It’s wild mustard season, the yard dotted with purple dame’s-rocket, white garlic mustard, and among the cattails a riot of yellow rocket.
cattails
Clear and bright, but the wind still blows. The long leaves of the cattails have started to brown, their curled ends bowing toward the west.
A trembling in the cattails: female yellowthroat. Birds flit through the treetops, smaller than the motes of grit in my ancient binoculars.
Leaves blow backward, signalling storms to come. Fallen crabapple petals litter the ground between the cattails like bloody thumbprints.
The phoebe sings lustily for the first time in days, hawking flies on the sunny side of the barn. Bits of cattail down rise from the marsh.
Fragments of sky are still visible behind the haze of new leaves. The cattails are shedding; tufts of down drift by. That Sunday silence.
Cool air, bright sun and silence, save for the rustling of cattails and the creaking of one dead oak cradled in the limbs of its neighbor.
Clear and bracing, like a shot of vodka.

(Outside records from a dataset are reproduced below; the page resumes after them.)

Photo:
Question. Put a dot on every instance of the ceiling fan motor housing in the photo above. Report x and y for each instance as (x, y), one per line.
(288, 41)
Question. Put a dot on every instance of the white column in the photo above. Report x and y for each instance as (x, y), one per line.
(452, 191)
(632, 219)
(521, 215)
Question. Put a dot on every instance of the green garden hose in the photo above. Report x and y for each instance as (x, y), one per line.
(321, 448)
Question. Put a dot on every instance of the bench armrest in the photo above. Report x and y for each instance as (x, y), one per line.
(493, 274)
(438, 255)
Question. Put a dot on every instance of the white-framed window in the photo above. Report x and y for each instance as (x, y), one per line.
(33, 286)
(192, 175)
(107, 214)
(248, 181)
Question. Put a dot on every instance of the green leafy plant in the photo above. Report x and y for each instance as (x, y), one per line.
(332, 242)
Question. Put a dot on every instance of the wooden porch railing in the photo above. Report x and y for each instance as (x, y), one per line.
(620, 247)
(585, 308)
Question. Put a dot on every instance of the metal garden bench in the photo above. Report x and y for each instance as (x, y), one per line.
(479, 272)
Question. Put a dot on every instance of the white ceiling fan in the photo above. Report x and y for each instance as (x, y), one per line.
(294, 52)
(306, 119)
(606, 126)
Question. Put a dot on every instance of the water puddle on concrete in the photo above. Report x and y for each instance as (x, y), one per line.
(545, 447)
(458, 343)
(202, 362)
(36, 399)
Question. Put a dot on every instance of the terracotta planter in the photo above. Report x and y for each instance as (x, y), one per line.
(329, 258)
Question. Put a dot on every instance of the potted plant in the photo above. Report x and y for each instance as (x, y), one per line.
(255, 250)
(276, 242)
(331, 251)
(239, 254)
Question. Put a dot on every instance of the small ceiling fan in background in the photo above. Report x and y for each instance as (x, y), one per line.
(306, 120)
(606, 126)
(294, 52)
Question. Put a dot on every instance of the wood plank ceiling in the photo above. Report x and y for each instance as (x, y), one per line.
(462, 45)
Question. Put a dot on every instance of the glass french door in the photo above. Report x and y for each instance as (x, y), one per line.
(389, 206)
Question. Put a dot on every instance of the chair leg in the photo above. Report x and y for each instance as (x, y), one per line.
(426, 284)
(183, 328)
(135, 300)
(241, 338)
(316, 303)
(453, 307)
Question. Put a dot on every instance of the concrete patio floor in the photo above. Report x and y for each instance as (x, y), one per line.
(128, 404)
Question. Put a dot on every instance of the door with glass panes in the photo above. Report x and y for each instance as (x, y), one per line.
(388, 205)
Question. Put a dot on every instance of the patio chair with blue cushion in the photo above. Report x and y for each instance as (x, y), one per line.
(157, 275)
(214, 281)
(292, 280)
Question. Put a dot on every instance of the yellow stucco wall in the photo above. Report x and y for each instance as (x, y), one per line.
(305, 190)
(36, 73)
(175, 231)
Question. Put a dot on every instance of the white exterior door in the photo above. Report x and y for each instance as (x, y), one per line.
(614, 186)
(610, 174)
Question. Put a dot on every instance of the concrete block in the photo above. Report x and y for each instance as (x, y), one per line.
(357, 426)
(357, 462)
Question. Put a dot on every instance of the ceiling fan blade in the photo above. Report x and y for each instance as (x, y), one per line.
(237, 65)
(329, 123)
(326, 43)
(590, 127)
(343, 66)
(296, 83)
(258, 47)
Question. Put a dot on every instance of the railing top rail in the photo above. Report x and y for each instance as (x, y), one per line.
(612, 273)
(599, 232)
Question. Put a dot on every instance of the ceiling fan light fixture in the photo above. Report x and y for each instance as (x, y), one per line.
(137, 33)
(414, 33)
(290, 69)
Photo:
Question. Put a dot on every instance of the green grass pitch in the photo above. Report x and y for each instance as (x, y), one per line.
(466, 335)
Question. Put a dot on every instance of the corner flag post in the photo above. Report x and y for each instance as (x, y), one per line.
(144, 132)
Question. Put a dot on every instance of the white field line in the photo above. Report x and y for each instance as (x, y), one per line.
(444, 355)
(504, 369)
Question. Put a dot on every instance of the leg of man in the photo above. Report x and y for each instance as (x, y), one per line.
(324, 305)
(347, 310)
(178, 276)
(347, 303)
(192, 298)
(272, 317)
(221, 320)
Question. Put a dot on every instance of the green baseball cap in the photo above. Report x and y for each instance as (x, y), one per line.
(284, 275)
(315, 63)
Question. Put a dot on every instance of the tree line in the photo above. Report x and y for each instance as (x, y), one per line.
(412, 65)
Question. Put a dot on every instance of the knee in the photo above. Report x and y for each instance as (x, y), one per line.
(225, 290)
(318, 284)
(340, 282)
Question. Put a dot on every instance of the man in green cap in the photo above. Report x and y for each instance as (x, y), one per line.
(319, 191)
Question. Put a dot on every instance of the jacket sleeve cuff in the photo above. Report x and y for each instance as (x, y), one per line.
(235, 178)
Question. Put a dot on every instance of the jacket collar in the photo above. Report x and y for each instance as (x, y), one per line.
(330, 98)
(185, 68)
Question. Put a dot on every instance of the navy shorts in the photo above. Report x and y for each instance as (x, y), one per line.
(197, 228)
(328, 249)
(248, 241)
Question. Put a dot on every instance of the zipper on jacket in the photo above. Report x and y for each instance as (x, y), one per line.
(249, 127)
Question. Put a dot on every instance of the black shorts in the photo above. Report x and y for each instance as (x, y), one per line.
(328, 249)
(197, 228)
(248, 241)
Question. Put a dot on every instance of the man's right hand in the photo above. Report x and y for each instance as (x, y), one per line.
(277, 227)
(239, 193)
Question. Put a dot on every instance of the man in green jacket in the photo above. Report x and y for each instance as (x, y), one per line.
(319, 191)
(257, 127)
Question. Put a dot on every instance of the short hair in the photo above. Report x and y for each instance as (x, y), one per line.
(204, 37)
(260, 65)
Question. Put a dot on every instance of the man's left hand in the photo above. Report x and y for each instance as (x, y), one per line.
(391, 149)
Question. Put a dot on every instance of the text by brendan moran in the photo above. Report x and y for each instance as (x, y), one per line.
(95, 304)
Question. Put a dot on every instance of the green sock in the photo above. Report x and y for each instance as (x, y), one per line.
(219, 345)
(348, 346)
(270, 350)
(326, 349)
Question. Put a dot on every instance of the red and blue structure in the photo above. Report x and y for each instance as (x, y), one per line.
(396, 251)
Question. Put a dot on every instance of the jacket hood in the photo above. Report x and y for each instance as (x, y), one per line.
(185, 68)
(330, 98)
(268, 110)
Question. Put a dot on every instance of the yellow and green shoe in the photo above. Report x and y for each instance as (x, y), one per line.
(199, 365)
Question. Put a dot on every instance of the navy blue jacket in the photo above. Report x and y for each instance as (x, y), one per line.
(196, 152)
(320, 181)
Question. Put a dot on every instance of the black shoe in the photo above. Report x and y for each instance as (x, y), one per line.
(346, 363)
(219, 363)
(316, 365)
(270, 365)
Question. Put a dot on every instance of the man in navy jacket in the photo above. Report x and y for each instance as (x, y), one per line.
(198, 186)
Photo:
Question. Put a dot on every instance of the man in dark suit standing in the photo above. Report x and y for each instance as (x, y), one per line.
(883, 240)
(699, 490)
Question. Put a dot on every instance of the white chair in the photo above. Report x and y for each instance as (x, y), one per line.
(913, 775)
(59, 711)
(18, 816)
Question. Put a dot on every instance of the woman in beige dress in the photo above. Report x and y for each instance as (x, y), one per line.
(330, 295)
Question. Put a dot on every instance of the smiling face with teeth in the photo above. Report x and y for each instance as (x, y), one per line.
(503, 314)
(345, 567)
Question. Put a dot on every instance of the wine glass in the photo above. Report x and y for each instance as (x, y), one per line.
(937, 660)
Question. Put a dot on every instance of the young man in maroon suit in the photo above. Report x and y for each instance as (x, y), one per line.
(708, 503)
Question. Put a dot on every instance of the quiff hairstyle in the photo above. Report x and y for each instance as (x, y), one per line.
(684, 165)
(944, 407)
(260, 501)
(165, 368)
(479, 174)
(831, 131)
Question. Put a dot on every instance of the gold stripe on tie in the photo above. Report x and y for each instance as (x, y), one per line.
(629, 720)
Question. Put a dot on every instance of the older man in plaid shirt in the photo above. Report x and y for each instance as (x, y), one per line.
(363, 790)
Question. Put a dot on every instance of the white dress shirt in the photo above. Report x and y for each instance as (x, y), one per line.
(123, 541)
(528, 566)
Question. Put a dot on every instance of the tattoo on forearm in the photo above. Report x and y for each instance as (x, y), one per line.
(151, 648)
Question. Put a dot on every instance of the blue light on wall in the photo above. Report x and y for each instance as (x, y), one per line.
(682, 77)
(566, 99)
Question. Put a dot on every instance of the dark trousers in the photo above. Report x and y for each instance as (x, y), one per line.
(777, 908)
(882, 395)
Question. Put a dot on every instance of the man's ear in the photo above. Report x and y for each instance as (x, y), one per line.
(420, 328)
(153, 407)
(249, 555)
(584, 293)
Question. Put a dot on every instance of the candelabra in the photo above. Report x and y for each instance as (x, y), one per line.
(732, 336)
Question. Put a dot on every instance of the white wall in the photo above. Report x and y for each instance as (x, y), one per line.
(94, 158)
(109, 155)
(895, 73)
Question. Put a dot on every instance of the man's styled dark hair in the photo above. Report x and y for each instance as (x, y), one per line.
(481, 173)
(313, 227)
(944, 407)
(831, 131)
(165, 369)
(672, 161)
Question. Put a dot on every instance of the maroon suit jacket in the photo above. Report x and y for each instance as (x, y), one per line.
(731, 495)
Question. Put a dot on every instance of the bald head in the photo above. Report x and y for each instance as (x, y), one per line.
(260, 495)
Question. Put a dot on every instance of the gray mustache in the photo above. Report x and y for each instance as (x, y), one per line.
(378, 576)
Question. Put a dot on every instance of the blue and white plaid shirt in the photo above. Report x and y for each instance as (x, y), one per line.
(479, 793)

The thirteen cattail heads beside the springhouse sway gently in the dawn light.
Juncos hop on the icy snow between the cattails where a rabbit disappeared fifteen minutes earlier, taking the darkness with it.
The cattails’ broken blades are white with rime. Two juncos flutter up under the springhouse eaves, investigating the empty phoebe nest.
Halfway to the ground, a locust leaf reverses course and heads for the sky. The cattails whisper, a restive crowd, but the sun never comes.
The downpour eases, and the cattail leaves stop dancing. A burst of bird calls from within the dogwood thicket: waxwings, towhees.
In the springhouse marsh, 13 cattail spikes are turning brown. When I go over for a closer look, a deer pops her head up, swivels her ears.
In the light breeze, one clump of cattails waves out of sync; the sound of chewing. A few perfunctory phrases from a red-eyed vireo.